Bonus e aumenti a chi deve lavorare

Sulle misure base previste dalla legge si innesta poi tutta una serie di opportunità di tipo premiale che possono essere erogate dai datori di lavoro. Molti lo hanno già fatto. Da Giovanni Rana a Mutti, da Granarolo a Esselunga. E ancora: Intesa San Paolo, Lactalis, Cantine Capetta, Motta Supermercati, Teckeneko. Chi rischia di più riceverà stipendi più alti, bonus welfare, giorni di ferie extra o buoni babysitter.
“Occorre fare una distinzione tra le erogazioni che possono rientrare in un contratto collettivo aziendale e quindi essere riconducibili al premio di risultato tassato al 10%, così come previsto dalle leggi di Bilancio del 2016 e del 2017, e le altre forme di premialità a tassazione piena, che rientrano nella parte variabile della retribuzione”, precisa Bacchini.
Nel caso dell’incentivazione del 25% sulla retribuzione prevista dal pastificio Rana, per esempio, chi ha lavorato in azienda è premiato con una retribuzione di risultato: un riconoscimento pari al 25% del minimo tabellare previsto per quel mese.

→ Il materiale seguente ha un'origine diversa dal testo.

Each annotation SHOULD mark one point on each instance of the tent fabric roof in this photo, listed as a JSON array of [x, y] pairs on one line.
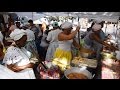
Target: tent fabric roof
[[106, 16]]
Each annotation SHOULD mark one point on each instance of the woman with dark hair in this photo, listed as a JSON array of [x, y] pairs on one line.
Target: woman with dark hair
[[17, 58], [65, 41]]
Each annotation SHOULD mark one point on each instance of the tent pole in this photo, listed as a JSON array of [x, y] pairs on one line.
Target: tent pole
[[78, 33]]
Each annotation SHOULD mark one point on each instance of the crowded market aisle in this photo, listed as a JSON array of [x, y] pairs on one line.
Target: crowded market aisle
[[41, 50]]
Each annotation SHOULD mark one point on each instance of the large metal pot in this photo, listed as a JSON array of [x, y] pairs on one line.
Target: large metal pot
[[78, 70]]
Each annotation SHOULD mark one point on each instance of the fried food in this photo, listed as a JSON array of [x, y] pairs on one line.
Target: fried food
[[76, 76]]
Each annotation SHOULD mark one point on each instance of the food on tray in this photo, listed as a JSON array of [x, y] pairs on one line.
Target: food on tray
[[78, 60], [62, 63], [84, 62], [76, 76]]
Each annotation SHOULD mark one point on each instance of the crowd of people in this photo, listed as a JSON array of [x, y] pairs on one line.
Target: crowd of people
[[32, 43]]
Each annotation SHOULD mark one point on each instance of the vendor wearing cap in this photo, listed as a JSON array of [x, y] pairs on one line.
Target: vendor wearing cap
[[65, 41], [17, 58], [94, 41], [52, 38]]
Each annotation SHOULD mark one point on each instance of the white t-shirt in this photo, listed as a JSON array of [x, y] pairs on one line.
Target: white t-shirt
[[30, 35], [53, 35], [43, 41]]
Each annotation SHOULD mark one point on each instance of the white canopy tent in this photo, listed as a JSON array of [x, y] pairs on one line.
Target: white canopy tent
[[104, 16]]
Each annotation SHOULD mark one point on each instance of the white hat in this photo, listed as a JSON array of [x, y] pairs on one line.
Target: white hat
[[66, 25], [1, 37], [96, 27], [17, 34]]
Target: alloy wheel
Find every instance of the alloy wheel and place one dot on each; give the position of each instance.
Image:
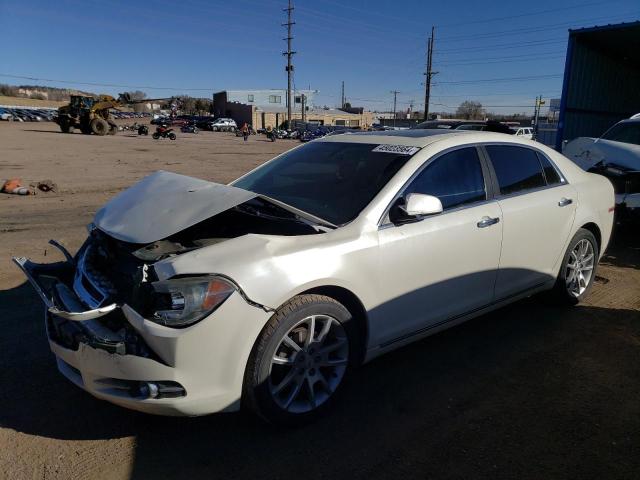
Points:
(579, 269)
(309, 364)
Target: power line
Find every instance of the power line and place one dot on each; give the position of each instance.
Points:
(395, 97)
(428, 74)
(481, 62)
(506, 45)
(289, 53)
(502, 79)
(529, 14)
(519, 31)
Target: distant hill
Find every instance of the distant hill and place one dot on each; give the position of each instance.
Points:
(39, 92)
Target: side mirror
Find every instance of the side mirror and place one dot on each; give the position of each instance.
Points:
(414, 207)
(419, 205)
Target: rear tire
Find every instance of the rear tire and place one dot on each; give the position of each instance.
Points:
(64, 125)
(99, 126)
(292, 377)
(578, 270)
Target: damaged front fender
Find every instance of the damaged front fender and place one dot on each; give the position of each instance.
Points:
(41, 274)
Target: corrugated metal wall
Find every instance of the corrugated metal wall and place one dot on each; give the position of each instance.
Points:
(601, 88)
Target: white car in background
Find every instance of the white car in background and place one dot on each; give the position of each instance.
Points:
(524, 132)
(616, 155)
(223, 125)
(190, 297)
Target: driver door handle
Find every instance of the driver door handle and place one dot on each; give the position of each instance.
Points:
(487, 222)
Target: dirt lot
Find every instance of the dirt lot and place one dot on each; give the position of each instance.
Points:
(531, 391)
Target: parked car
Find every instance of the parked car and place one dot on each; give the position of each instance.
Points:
(223, 125)
(525, 132)
(449, 124)
(6, 115)
(190, 297)
(616, 155)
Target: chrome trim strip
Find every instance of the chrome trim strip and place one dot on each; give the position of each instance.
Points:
(456, 317)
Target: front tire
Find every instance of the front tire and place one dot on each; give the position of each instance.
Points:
(99, 126)
(300, 361)
(578, 269)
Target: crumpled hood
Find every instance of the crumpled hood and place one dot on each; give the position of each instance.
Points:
(163, 204)
(587, 152)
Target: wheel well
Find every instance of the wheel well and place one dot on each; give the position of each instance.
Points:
(593, 228)
(355, 307)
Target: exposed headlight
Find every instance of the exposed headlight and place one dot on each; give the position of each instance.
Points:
(184, 301)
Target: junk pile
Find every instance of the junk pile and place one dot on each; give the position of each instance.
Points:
(14, 186)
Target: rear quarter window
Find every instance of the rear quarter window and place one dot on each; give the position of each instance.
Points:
(517, 169)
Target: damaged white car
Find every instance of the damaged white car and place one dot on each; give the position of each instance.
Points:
(616, 155)
(190, 297)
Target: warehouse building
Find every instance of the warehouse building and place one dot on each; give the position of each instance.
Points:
(601, 80)
(262, 108)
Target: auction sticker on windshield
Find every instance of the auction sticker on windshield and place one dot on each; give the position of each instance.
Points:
(397, 149)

Su queste somme, il lavoratore paga normalmente le tasse e il datore di lavoro la contribuzione. Se invece le misure fossero state ricondotte all’interno della premialità di risultato, la tassazione a carico del lavoratore si sarebbe fermata al 10%, a fronte di una contribuzione piena da parte del datore di lavoro.
“Il Legislatore avrebbe potuto fare una scelta più significativa, stabilendo che a tutti i premi riconosciuti durante l’emergenza coronavirus si applicasse la tassazione agevolata, e avrebbe potuto prevedere sgravi contributivi in una certa misura anche per i datori di lavoro”, fa notare Bacchini. Una soluzione di questo tipo potrebbe ancora essere adottata nel momento in cui le Camere convertiranno in legge il decreto o in qualche altro provvedimento di decretazione d’urgenza. Anche perché, diversamente da quanto previsto per il bonus statale di 100 euro, ogni aumento retributivo deciso dall’impresa rientrando nell’imponibile potrebbe spostare in avanti l’aliquota Irpef ed esporre il lavoratore a un prelievo fiscale maggiore.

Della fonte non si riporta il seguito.